Pasquale Caliri, chef dell’esclusivo ristorante del Marina del Nettuno Yachting Club che si affaccia sul fascinoso scenario dello Stretto di Messina, Piatto d’Argento dell’Accademia Italiana della Cucina, membro di Eurotoques, Ambasciatore del Gusto, sembra avere due anime, quella abbarbicata alle rocce battute dai flutti, legata alle tradizioni popolari e gastronomiche della sua terra, e quella aristocratica, anche se dotata di molta ironia, con cui affronta gli argomenti della sua cucina indirizzata a connotarsi di apporti creativi e innovativi.
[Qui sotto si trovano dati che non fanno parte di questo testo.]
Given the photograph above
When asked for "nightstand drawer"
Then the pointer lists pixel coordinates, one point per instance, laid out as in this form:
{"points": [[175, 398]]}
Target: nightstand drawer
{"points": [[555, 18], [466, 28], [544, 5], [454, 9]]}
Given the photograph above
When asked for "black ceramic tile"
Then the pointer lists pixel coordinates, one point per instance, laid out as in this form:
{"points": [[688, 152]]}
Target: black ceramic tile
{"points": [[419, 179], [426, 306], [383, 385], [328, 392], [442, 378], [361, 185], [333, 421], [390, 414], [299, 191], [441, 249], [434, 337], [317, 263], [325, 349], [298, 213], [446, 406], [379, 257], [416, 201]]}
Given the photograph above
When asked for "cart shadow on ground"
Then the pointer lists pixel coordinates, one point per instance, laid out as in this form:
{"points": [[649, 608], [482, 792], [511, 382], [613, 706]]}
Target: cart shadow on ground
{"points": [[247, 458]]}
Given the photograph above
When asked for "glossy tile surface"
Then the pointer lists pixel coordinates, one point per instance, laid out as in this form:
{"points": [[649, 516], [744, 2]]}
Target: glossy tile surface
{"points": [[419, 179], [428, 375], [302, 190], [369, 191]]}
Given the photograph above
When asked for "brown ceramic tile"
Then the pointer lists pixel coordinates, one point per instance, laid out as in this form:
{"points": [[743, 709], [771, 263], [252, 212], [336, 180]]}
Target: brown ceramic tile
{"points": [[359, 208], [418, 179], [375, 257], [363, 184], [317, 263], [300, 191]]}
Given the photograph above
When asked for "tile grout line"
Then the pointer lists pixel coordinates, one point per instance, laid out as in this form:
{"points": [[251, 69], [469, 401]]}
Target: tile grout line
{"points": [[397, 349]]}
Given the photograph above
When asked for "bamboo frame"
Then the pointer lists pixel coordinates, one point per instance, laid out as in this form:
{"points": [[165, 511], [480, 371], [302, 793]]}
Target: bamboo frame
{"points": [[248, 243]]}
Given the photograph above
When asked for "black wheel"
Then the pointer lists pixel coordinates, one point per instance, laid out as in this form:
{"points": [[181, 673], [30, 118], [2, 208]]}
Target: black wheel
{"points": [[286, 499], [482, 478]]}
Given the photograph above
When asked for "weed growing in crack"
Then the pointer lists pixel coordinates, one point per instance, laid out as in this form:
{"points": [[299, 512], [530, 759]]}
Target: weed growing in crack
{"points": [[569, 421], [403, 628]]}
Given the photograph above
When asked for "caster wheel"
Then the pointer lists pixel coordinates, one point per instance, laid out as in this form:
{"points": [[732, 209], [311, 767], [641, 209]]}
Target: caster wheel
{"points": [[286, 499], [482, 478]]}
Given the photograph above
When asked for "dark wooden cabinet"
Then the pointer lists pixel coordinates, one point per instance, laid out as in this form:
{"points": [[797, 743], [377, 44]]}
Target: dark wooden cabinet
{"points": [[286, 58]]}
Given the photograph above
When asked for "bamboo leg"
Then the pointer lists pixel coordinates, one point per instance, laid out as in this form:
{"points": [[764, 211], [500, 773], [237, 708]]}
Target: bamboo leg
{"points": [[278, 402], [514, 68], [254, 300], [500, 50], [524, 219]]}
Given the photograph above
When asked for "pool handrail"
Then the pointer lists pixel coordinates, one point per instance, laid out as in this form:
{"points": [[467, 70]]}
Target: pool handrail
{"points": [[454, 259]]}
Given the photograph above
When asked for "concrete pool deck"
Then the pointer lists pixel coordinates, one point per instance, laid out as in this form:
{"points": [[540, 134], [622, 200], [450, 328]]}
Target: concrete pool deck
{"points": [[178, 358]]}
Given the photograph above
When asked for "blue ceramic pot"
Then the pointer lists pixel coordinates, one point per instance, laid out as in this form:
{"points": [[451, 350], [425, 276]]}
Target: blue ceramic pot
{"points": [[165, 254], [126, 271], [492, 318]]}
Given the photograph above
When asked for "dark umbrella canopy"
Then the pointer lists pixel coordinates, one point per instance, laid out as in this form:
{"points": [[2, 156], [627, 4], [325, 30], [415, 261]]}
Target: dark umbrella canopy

Se dunque da un lato vale il richiamo dei suoi ricordi di infanzia dall’altro valgono i risultati di scelte oculate per arricchire la sua formazione, come quelle di andare all’ALMA, , l’istituto di alta cucina di Gualtiero Marchesi, dove ha avuto maestri Pietro Leemann e Paco Torreblanca.
Dal maestro svizzero patron del “Joia”, primo ristorante vegetariano europeo a essere premiato con la stella Michelin radica le sue convinzioni di una alimentazione amica dell’ambiente e della salute e soprattutto l’interesse per i principi alimentari delle culture orientali.
Con il secondo, il grande pasticciere di Alicante grande innovatore della pasticceria con uno stile personale e raffinato premiato come Miglior Maestro Pasticcere artigiano d’Europa che ha realizzato la torta per le nozze del Principe delle Asturie, il futuro Re Felipe raffina il concetto di un rigore nella pratica culinaria che è rispetto delle regole innanzitutto, della materia prima, degli ingredienti, delle cotture e una filosofia culturale della cucina sulle quale articola un linguaggio emozionale di sapori e riscoperta della natura che punta a coinvolgere i suoi avventori.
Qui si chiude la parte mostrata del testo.